In-Class Coding Lab: Scrape NASDAQ Stock Quotes

For this lab we will walk you through scraping stock data from the NASDAQ website: http://www.nasdaq.com/

We will walk you through the process and when you're done you'll be tasked with creating a program which when given an NASDAQ symbol will retrieve the name of the stock, price, and percent change.

While we work through the example, we will use Amazon.com's stock symbol:amzn

For a list of NASDAQ stocks to try with the completed program, see here: http://www.cnbc.com/nasdaq-100/

Our plan

Here's our plan for a given stock symbol, for example amzn :

  1. use Requests to get HTML from this page http://www.nasdaq.com/symbol/amzn
  2. use BeautifulSoup4 to extract data from the site. save the data we extract into a dict
  3. print the stock info from the dict

We will write each step as its own function below


In [ ]:
import requests
from bs4 import BeautifulSoup
import time

Use Requests to get HTML

Here's the code:


In [ ]:
symbol = "amzn"
url = 'http://www.nasdaq.com/symbol/' + symbol
response = requests.get(url)
if response.ok:
    print (response.text)
else:
    print ("Error retrieving " + url)

It looks like it works, so we should refactor it into a function and then test again. we pass in the symbol as input and return what we would print as output.


In [ ]:
def get_html_from_nasdaq(symbol):
    url = 'http://www.nasdaq.com/symbol/' + symbol
    response = requests.get(url)
    if response.ok:
        return response.text
    else:
        return "Error retrieving " + url

Let's try it out... should work


In [ ]:
html = get_html_from_nasdaq('amzn')
html

use BeautifulSoup4 to extract data from the site

Next we want to take html and extract out the meaningful bits.
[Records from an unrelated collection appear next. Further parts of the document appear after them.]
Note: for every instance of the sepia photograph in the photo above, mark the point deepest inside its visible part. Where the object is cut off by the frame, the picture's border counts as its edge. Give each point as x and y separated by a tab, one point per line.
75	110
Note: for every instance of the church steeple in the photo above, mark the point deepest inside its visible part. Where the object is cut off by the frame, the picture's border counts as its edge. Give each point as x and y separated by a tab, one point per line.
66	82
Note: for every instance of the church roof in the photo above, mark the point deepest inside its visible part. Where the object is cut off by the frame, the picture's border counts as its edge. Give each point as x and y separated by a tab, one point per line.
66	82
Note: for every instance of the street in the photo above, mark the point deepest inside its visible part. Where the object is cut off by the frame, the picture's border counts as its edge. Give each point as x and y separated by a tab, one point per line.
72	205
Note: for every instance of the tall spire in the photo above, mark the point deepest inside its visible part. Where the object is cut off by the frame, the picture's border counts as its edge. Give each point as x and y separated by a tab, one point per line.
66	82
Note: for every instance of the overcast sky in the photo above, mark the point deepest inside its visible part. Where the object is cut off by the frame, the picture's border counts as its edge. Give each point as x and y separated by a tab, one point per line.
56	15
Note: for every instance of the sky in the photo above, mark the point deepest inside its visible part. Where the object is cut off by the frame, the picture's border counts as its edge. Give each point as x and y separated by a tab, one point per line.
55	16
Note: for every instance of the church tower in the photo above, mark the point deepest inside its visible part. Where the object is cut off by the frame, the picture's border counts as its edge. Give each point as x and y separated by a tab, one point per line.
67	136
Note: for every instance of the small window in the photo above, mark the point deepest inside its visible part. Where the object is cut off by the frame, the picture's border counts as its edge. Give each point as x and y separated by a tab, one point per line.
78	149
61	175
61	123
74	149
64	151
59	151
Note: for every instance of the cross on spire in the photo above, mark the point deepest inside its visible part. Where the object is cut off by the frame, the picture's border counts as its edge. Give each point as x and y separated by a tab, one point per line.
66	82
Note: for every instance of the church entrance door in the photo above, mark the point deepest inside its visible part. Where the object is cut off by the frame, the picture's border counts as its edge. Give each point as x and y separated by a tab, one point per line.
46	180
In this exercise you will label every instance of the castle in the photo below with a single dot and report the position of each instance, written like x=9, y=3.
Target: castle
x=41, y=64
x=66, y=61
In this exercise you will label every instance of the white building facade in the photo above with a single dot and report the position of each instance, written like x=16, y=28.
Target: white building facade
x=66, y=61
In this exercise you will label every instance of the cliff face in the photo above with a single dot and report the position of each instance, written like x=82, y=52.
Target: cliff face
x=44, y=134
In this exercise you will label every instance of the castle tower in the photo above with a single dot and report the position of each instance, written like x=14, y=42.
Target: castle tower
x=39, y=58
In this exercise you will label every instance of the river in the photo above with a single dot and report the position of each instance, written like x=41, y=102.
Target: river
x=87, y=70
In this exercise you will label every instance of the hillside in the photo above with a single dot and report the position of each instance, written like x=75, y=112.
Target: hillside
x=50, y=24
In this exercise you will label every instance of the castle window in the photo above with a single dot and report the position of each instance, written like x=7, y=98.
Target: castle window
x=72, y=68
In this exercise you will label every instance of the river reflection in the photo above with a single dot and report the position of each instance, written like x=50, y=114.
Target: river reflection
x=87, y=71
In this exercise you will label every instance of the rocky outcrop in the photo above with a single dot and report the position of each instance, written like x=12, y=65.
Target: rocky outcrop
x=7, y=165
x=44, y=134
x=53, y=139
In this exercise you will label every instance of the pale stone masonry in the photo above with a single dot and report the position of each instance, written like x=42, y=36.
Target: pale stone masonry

This is the part that requires time and patience. You'll need to use a browser's developer tools to find the important CSS selectors so you can retrieve the data.

For simplicity's sake, we've done this for you. Feel free to open http://www.nasdaq.com/symbol/amzn in your browser's developer tools and locate each of these three selectors:


In [ ]:
soup = BeautifulSoup(html, "lxml")
name = soup.select("div#qwidget_pageheader h1")[0].text
price = soup.select("div#qwidget_lastsale")[0].text
change = soup.select("div#qwidget_percent")[0].text
print(name,price,change)

We can't easily return 3 values from a function (actually you can in python, but we don't like to teach you that) so instead we will create a dictionary of these values first:


In [ ]:
soup = BeautifulSoup(html, "lxml")
name = soup.select("div#qwidget_pageheader h1")[0].text
price = soup.select("div#qwidget_lastsale")[0].text
change = soup.select("div#qwidget_percent")[0].text
stock= { 'Name' : name,
        "Price" : price,
        "Change" : change
}

print(stock)

Once again, its time to refactor this into a function we take html as input (its the one thing we require to make this code work) and stock as output (since it is what we print.


In [ ]:
def extract_stock_data(html):
    soup = BeautifulSoup(html, "lxml")
    name = soup.select("div#qwidget_pageheader h1")[0].text
    price = soup.select("div#qwidget_lastsale")[0].text
    change = soup.select("div#qwidget_percent")[0].text
    stock= { 'Name' : name,
            "Price" : price,
            "Change" : change
    }

    return stock

And we should test out our new function:


In [ ]:
stock = extract_stock_data(html)
print(stock)

Putting it all together

Now you need to put it all together. Write a program to:

  1. input a stock symbol on the NASDAQ exchange
  2. get the html from the stock symbol on the NASDAQ website
  3. extract the stock data from the html
  4. print out the stock informtiom

The program should work like this:

Enter a stock symbol on the NASDAQ Exchange: amzn
Name: Amazon.com, Inc. Common Stock Quote & Summary Data
Price: $852.53
Change: 0.24%

In [ ]:
# todo write code here:

Metacognition

Please answer the following questions. This should be a personal narrative, in your own voice. Answer the questions by double clicking on the question and placing your answer next to the Answer: prompt.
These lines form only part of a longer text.